Das ist schon grenzwertig. Geht zwar. Aber nur, wenn alle Platten
die gleichen Spezifikationen haben. Ansonsten gibts nur Ärger.
Vor allem, wenns eben grenzwertig wird. Schreibcash "Aus" bei RAID
hilft eher als das es schadet. Vor allem, wenn die Festplatten (egal ob
nun HDD od. SSD) unterschiedliche Cache-Größen haben und unter-
schiedliche Zugriffszeiten obendrein.... Ich rate dringend davon ab, solch ungleiche Festplatten miteinander zu einem RAID zusammen zu fassen.
RAID ist ja nicht dazu da um die Schallgrenze zu durchbrechen 
(Geschwindigkeitsrausch...) sondern um Datensicherheit zu gewährleisten.

Eine Single-Platte, egal ob nun HDD oder SSD ist immer schneller als
so manches RAID. Zumal es sich ja bei den On-Board-RAID-Controllern
nur um eine "semiprofessionelle" Lösung handelt. Egal ob Intel oder
Nvidia oder AMD usw.

 ECHTE RAID-Controller sind damit jedenfalls nicht vergleichbar.

Datensicherheit kann ja durch Kopie od. durch die Funktionen von VISTA64 Ultimate
auf einem externen Datenträger erreicht werden.
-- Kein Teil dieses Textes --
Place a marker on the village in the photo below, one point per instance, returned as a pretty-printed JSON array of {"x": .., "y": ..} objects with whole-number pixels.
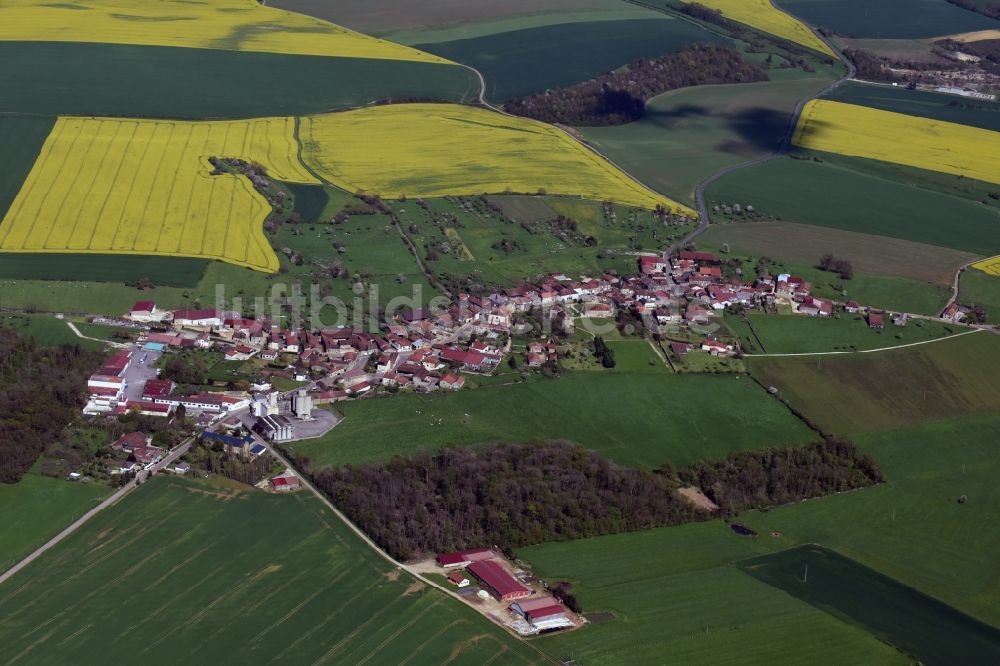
[{"x": 676, "y": 299}]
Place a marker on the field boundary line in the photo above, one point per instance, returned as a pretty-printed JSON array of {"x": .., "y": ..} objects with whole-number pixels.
[
  {"x": 867, "y": 351},
  {"x": 387, "y": 557},
  {"x": 112, "y": 499}
]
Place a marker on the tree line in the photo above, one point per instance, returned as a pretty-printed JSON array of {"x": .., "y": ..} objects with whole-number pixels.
[
  {"x": 509, "y": 495},
  {"x": 761, "y": 479},
  {"x": 832, "y": 264},
  {"x": 620, "y": 97},
  {"x": 41, "y": 390},
  {"x": 991, "y": 9}
]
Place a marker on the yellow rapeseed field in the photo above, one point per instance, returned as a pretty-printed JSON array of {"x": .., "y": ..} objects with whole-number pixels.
[
  {"x": 764, "y": 16},
  {"x": 236, "y": 25},
  {"x": 990, "y": 266},
  {"x": 106, "y": 185},
  {"x": 924, "y": 143},
  {"x": 428, "y": 150}
]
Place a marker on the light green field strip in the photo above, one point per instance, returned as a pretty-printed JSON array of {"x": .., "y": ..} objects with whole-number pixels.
[{"x": 484, "y": 28}]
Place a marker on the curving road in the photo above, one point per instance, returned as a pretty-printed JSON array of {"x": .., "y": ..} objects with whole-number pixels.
[
  {"x": 112, "y": 499},
  {"x": 786, "y": 142}
]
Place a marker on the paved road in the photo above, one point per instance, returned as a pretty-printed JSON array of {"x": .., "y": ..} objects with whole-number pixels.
[
  {"x": 782, "y": 149},
  {"x": 173, "y": 455},
  {"x": 958, "y": 277},
  {"x": 384, "y": 555}
]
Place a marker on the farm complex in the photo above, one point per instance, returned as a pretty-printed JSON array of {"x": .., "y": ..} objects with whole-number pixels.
[{"x": 583, "y": 332}]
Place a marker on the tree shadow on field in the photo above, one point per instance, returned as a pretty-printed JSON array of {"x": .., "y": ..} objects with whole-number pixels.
[
  {"x": 758, "y": 128},
  {"x": 667, "y": 119}
]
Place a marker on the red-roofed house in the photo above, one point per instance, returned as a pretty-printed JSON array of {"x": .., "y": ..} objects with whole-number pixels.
[
  {"x": 463, "y": 558},
  {"x": 452, "y": 382},
  {"x": 157, "y": 388},
  {"x": 198, "y": 318},
  {"x": 146, "y": 311},
  {"x": 495, "y": 580}
]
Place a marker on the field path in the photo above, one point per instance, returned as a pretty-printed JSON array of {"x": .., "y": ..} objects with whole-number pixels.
[
  {"x": 176, "y": 453},
  {"x": 384, "y": 555},
  {"x": 958, "y": 277},
  {"x": 78, "y": 334},
  {"x": 782, "y": 149},
  {"x": 869, "y": 351}
]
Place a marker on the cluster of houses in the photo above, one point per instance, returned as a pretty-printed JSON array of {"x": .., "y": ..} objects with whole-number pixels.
[
  {"x": 138, "y": 451},
  {"x": 529, "y": 611}
]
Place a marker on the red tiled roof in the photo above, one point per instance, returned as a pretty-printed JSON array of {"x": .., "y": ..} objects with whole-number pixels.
[
  {"x": 494, "y": 575},
  {"x": 537, "y": 614},
  {"x": 157, "y": 388}
]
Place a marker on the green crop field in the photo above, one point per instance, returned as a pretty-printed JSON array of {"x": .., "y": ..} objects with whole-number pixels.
[
  {"x": 664, "y": 585},
  {"x": 913, "y": 528},
  {"x": 676, "y": 598},
  {"x": 21, "y": 139},
  {"x": 522, "y": 62},
  {"x": 978, "y": 288},
  {"x": 949, "y": 108},
  {"x": 853, "y": 393},
  {"x": 374, "y": 251},
  {"x": 47, "y": 331},
  {"x": 914, "y": 622},
  {"x": 391, "y": 18},
  {"x": 868, "y": 254},
  {"x": 688, "y": 134},
  {"x": 835, "y": 193},
  {"x": 636, "y": 355},
  {"x": 797, "y": 334},
  {"x": 899, "y": 19},
  {"x": 36, "y": 508},
  {"x": 169, "y": 82},
  {"x": 316, "y": 202},
  {"x": 183, "y": 570},
  {"x": 535, "y": 252},
  {"x": 632, "y": 418}
]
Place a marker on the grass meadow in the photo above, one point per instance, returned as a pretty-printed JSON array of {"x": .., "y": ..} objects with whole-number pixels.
[
  {"x": 870, "y": 255},
  {"x": 913, "y": 622},
  {"x": 768, "y": 17},
  {"x": 664, "y": 586},
  {"x": 538, "y": 252},
  {"x": 634, "y": 418},
  {"x": 913, "y": 527},
  {"x": 799, "y": 334},
  {"x": 36, "y": 508},
  {"x": 46, "y": 331},
  {"x": 854, "y": 393},
  {"x": 688, "y": 134},
  {"x": 523, "y": 62},
  {"x": 878, "y": 204},
  {"x": 901, "y": 19},
  {"x": 169, "y": 82},
  {"x": 406, "y": 23},
  {"x": 676, "y": 597},
  {"x": 185, "y": 569}
]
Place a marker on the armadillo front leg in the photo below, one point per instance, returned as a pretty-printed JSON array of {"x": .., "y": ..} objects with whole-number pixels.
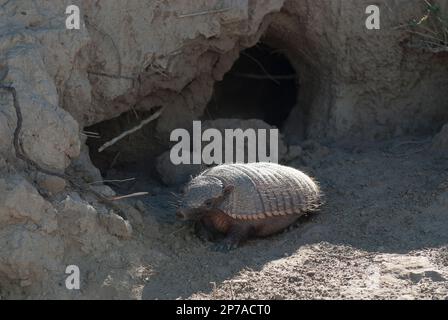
[{"x": 236, "y": 235}]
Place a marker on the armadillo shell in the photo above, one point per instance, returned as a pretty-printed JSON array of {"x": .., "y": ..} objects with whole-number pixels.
[{"x": 264, "y": 190}]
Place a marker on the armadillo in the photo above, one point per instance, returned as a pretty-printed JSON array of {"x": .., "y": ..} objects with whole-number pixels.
[{"x": 239, "y": 201}]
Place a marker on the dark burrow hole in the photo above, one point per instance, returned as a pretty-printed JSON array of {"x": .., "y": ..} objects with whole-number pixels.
[{"x": 262, "y": 84}]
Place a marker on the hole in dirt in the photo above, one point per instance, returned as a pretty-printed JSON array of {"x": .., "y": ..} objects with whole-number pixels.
[
  {"x": 128, "y": 165},
  {"x": 262, "y": 84}
]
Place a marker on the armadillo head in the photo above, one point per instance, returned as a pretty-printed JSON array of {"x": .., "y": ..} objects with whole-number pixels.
[{"x": 202, "y": 195}]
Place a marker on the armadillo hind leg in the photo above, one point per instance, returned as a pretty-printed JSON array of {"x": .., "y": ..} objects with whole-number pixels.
[{"x": 236, "y": 236}]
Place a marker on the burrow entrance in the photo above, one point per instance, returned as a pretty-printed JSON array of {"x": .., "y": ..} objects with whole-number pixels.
[{"x": 262, "y": 84}]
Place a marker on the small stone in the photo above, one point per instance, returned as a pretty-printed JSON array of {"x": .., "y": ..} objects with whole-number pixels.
[
  {"x": 26, "y": 283},
  {"x": 52, "y": 184},
  {"x": 134, "y": 215},
  {"x": 139, "y": 205},
  {"x": 116, "y": 225},
  {"x": 104, "y": 190}
]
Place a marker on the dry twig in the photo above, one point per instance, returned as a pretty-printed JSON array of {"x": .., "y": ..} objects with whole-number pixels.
[{"x": 130, "y": 131}]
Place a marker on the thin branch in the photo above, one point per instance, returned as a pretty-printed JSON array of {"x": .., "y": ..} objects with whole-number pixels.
[
  {"x": 194, "y": 14},
  {"x": 138, "y": 194},
  {"x": 261, "y": 67},
  {"x": 108, "y": 181},
  {"x": 128, "y": 132},
  {"x": 263, "y": 77}
]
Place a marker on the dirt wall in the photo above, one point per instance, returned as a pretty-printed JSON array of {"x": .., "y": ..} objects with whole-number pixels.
[{"x": 138, "y": 55}]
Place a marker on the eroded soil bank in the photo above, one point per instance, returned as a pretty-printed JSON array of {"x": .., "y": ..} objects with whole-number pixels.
[{"x": 360, "y": 110}]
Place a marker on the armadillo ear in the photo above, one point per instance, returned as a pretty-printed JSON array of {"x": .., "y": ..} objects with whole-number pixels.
[{"x": 228, "y": 190}]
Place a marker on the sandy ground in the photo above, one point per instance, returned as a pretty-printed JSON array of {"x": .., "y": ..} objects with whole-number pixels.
[{"x": 381, "y": 235}]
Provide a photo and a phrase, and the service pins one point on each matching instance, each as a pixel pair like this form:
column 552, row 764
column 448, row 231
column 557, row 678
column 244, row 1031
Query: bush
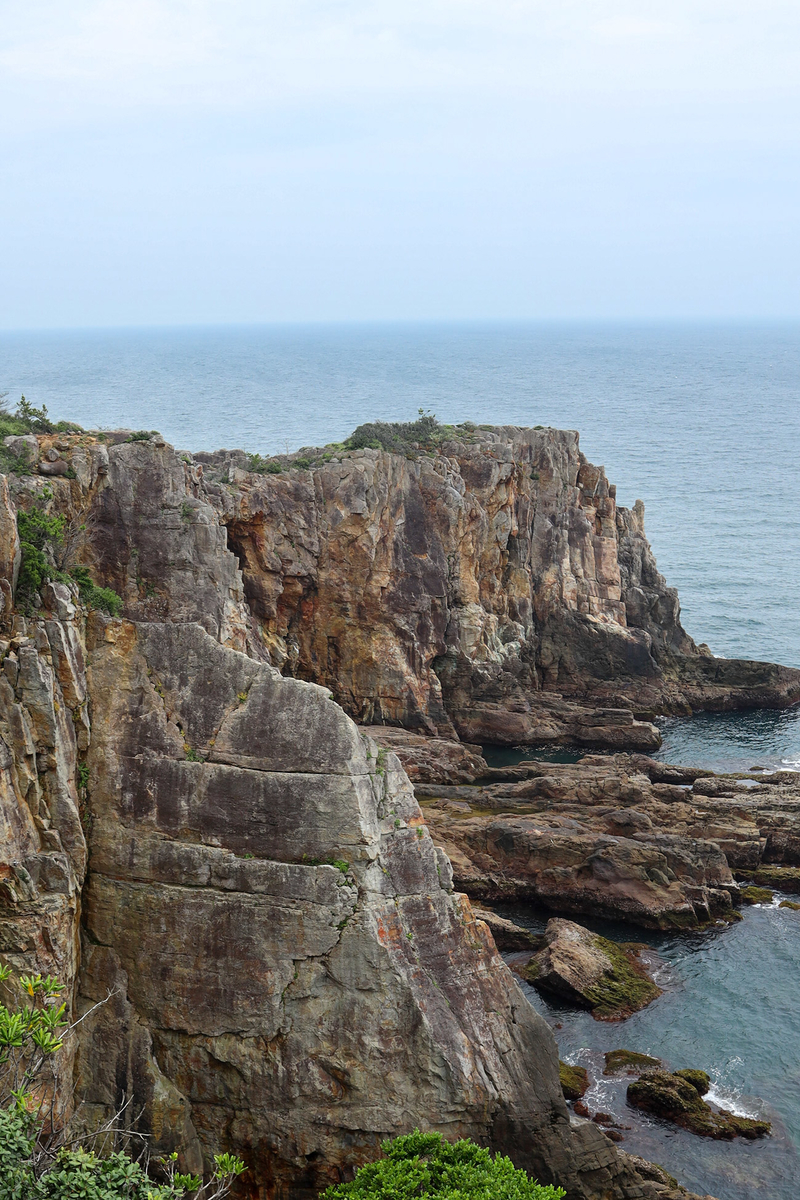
column 425, row 1167
column 40, row 538
column 397, row 437
column 104, row 599
column 29, row 419
column 35, row 1162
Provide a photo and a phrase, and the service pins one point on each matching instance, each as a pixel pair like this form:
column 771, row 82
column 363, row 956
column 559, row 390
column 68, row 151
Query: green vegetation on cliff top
column 41, row 1162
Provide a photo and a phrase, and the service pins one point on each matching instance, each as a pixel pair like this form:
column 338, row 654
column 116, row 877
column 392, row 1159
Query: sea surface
column 729, row 1006
column 699, row 421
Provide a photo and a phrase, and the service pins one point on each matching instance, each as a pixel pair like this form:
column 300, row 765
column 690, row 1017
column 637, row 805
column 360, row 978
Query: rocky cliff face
column 290, row 973
column 492, row 587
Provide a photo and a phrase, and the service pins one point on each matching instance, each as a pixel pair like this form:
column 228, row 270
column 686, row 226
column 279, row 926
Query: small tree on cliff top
column 38, row 1161
column 425, row 1167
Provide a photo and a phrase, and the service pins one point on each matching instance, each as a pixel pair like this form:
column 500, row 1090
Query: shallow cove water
column 703, row 423
column 727, row 1009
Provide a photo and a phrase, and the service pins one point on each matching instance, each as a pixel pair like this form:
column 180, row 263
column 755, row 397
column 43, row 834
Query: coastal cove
column 725, row 1009
column 246, row 718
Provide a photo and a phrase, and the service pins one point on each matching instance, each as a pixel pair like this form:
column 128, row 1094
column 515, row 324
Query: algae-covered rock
column 506, row 934
column 698, row 1079
column 590, row 971
column 679, row 1098
column 575, row 1080
column 629, row 1060
column 782, row 879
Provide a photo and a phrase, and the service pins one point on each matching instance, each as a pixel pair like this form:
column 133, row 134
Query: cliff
column 192, row 822
column 491, row 588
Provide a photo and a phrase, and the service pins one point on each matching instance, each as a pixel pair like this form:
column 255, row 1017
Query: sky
column 224, row 161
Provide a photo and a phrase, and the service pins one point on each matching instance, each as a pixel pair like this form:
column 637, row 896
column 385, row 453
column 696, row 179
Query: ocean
column 699, row 421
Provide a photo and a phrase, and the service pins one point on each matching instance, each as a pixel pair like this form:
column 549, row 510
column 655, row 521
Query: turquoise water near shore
column 728, row 1007
column 702, row 423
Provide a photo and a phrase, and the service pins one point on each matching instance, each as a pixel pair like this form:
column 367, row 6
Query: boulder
column 630, row 1061
column 583, row 969
column 679, row 1098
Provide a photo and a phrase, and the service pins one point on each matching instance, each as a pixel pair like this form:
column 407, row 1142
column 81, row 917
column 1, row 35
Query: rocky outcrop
column 679, row 1098
column 583, row 969
column 43, row 729
column 491, row 585
column 280, row 963
column 607, row 837
column 290, row 973
column 300, row 981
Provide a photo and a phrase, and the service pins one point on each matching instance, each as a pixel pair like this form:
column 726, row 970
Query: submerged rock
column 782, row 879
column 678, row 1098
column 629, row 1060
column 590, row 971
column 756, row 895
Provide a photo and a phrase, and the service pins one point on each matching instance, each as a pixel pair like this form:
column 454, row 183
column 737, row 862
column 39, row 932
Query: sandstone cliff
column 292, row 973
column 491, row 587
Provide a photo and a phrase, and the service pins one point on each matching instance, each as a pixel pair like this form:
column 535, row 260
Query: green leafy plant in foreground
column 425, row 1167
column 37, row 1161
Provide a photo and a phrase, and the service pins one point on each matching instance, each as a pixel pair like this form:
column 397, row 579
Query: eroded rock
column 679, row 1098
column 590, row 971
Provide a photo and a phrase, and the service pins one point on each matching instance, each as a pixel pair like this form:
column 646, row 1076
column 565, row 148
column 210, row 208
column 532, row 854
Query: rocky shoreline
column 276, row 894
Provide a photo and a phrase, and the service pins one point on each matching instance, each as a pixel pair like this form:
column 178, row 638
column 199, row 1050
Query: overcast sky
column 181, row 161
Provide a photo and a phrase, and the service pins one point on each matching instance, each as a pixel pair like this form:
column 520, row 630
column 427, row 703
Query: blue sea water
column 703, row 424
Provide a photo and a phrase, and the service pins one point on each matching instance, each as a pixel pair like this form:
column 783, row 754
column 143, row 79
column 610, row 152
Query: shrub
column 40, row 538
column 397, row 437
column 37, row 1162
column 425, row 1167
column 29, row 419
column 104, row 599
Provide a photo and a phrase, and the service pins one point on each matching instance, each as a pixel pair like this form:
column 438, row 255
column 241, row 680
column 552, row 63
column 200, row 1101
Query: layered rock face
column 492, row 587
column 281, row 964
column 290, row 973
column 266, row 893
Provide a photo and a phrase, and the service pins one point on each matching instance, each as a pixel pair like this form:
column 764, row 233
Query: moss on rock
column 630, row 1061
column 623, row 990
column 782, row 879
column 677, row 1098
column 575, row 1080
column 584, row 969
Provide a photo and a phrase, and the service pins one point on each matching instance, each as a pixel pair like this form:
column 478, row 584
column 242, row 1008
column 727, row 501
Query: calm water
column 703, row 424
column 723, row 1009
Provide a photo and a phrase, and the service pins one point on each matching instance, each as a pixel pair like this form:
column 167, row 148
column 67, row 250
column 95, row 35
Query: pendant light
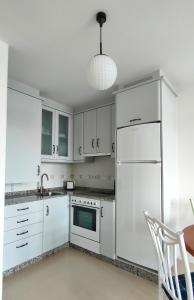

Es muss nicht immer ein RAID sein.
Und RAID0 ist, was Datensicherheit anbelangt, die schlechteste aller schlechten RAID-
Lösungen.

Nicht alles was der User will, kann von der Technik auch bedient
werden. 
_Eine Kette ist immer nur so stark wie das schwächste Glied.
So ist es auch bei RAID-Systemen. Die langsamste Platte bestimmt
die Gesamtperformance.
_ 
*Und neue Technik von AMD und MSI wird wieder nur so gut sein wie der Anwender damit umzugehen weis.*


----------